= Ymyrgar =

Pagan metal band in Tunisia

Ymyrgar is a pagan/folk metal band from Tunisia, founded in 2012 as the first folk metal band in Africa. Their name is inspired by the primordial giant Ymir who is the ancestor of all Jötnar according to the poetic and prose Edda.

== Foundation ==
Founded in 2012, Ymyrgar is the original idea of the band's Tin whistler Rami Khezami. The band started off as a group of friends enjoying a musical activity together while they were still in high school.
In 2014, the band released its debut full-length album “The Tale as far” and in 2015 they performed in Tunisia and Germany. The band is independent and did not sign with any Record label.

== Characteristics ==
The band mixes several music genres like Nordic folk and Metal music.

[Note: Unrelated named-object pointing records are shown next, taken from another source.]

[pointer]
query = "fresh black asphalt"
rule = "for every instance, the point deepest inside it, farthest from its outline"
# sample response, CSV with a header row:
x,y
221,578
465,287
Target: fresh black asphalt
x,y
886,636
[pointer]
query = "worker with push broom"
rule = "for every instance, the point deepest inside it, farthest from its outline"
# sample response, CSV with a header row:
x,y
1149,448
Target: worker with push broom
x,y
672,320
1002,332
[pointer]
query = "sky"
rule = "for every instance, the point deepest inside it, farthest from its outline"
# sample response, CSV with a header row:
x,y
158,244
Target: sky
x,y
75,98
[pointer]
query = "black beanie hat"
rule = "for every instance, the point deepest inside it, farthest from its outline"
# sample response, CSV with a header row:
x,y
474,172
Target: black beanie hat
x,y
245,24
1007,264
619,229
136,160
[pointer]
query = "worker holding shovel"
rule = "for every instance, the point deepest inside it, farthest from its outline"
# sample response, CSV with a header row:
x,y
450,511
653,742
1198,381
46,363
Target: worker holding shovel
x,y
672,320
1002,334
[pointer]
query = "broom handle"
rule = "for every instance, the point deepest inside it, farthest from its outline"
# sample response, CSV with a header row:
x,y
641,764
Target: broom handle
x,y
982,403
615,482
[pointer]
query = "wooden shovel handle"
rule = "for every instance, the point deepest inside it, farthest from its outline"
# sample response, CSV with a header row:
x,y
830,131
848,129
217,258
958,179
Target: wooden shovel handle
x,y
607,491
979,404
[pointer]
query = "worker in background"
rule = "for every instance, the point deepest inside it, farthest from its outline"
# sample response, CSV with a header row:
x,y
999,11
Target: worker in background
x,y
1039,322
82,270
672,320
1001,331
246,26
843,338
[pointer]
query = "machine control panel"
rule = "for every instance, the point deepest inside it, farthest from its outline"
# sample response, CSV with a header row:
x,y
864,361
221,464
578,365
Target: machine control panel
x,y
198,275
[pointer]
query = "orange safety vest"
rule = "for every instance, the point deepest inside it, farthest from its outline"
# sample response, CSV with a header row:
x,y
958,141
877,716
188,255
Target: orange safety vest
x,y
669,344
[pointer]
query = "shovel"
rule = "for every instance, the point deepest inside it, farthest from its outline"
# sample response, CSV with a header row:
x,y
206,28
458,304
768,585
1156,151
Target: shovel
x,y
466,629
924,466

They incorporate the tin whistle and fiddle while creating their music along with more regular instruments like guitars and drums.
The band is largely influenced by Norse Mythology, their songs revolve around Ragnarök, Cosmology and the war between the Æsir and Vanir.

== Members ==
The band is composed of seven members:
- Rami Khezami (Tin/Low Whistle) founder
- Belhassen Dahmen (Fiddle)
- Habib Rekik (Lead Vocal)
- Hakim Fezzani (Guitar)
- Mohamed Sléma (Guitar)
- Ahmed Zaier (Bass)
- Nader Ben Hadj Salem (Drums)

== Discography ==
Ymyrgar recorded a demo in 2013 but their first full-length album “The Tale as far” was produced by the band itself in 2014 and it included 7 songs:
1. Einu sinni var
2. Dawn of Time
3. Ode to Mighty Deeds
4. Hall of the Slain
5. The Last Sip
6. Under the Sign of the Path
7. Echoes of a Fallen Era

== Shows ==
Ymyrgar planned a tour in Europe with Asgaardian events for August 2017. The band toured Germany, Poland, Switzerland, Austria, Slovakia, Hungary and the Czech Republic with Bucovina and Lagerstein.